We included studies from many countries and different health systems. Because of the differences between health care systems, the working conditions of physicians and, ultimately, their occupational well-being could differ between systems [58, 59]. The aim of this study was to present an overview of the empirical literature on physicians’ occupational well-being in relation to quality of care. Additional research is needed to understand the (possible) variations in this link across health care systems.

Implications

In the last decade, research and society increasingly focused on the prevention of burnout or other negative forms of physician well-being, in order to prevent physicians from delivering suboptimal patient care [2]. As an addition hereupon, this review yields starting points to enhance quality of patient care by mapping the effects of positive occupational well-being. Following the findings of this systematic review, patient satisfaction, patient adherence to treatment recommendations, and interpersonal aspects of patient care are most likely to benefit from increased occupational well-being of physicians. To that end, health care organizations could focus on creating optimal working conditions for physicians, possibly beneficial for their occupational well-being and, ultimately, quality of patient care. Future research could facilitate this process, by studying which specific working conditions positively contribute to occupational well-being of physicians. Although research already systematically summarized studies on the working conditions, work hours, shift length, night float, and protected sleep time [60, 61], there is little research on the effects of many other influential working conditions in medical practice (e.g., performance feedback and autonomy).

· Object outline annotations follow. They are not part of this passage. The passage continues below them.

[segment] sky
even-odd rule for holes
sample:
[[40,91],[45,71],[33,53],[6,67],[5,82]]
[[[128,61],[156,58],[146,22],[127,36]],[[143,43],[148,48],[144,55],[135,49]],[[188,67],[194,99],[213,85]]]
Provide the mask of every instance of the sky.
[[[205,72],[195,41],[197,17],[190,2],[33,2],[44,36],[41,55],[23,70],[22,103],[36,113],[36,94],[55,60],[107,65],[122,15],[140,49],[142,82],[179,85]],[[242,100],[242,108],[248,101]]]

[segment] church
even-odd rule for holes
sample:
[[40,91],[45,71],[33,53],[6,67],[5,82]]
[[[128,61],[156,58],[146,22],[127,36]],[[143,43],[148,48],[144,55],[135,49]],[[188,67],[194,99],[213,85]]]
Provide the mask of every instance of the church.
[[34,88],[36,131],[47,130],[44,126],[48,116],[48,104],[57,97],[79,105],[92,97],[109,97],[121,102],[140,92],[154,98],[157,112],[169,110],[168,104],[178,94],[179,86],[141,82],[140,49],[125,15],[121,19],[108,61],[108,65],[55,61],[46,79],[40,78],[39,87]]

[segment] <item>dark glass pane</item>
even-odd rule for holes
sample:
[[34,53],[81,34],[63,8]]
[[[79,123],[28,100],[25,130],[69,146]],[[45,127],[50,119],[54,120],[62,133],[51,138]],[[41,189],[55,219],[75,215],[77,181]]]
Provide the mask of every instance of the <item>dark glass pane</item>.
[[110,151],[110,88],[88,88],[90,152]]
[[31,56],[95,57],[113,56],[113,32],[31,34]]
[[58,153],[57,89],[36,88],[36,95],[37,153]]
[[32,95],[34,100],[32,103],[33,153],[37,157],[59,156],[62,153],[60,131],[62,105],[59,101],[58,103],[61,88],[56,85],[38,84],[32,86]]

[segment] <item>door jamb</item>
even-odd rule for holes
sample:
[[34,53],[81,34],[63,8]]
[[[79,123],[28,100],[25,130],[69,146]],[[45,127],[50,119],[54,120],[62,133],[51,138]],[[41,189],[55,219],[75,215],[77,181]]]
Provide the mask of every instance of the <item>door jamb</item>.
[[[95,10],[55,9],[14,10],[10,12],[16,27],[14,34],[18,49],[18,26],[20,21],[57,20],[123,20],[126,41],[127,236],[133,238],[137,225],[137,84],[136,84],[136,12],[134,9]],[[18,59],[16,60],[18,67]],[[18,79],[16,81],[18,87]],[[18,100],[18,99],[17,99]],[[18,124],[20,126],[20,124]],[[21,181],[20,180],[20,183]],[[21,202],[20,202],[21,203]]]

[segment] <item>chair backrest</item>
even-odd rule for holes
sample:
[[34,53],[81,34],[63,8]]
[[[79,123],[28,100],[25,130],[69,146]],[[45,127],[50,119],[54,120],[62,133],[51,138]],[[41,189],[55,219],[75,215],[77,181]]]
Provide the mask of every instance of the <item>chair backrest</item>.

As patient care can increasingly be characterized by multidisciplinary teamwork [62, 63], future research could focus on how levels of occupational well-being among team members interact in producing better patient care. Positive feelings about work appear to cross over between colleagues in work teams [64, 65] and might boost quality of teamwork [66].

Conclusions

Although there is substantial research on potential consequences of physicians’ well-being, the impact on patient care’s central goal—improved patient health—remains understudied. Nonetheless, research provided clarity on the association of occupational well-being with other aspects of patient care quality. This research found that physicians’ occupational well-being could positively contribute to patient satisfaction and the quality of interpersonal aspects of care. Therefore, physicians’ occupational well-being not only is vital to a healthy physician workforce, but also may contribute to better treatment and positive experiences of patients [50].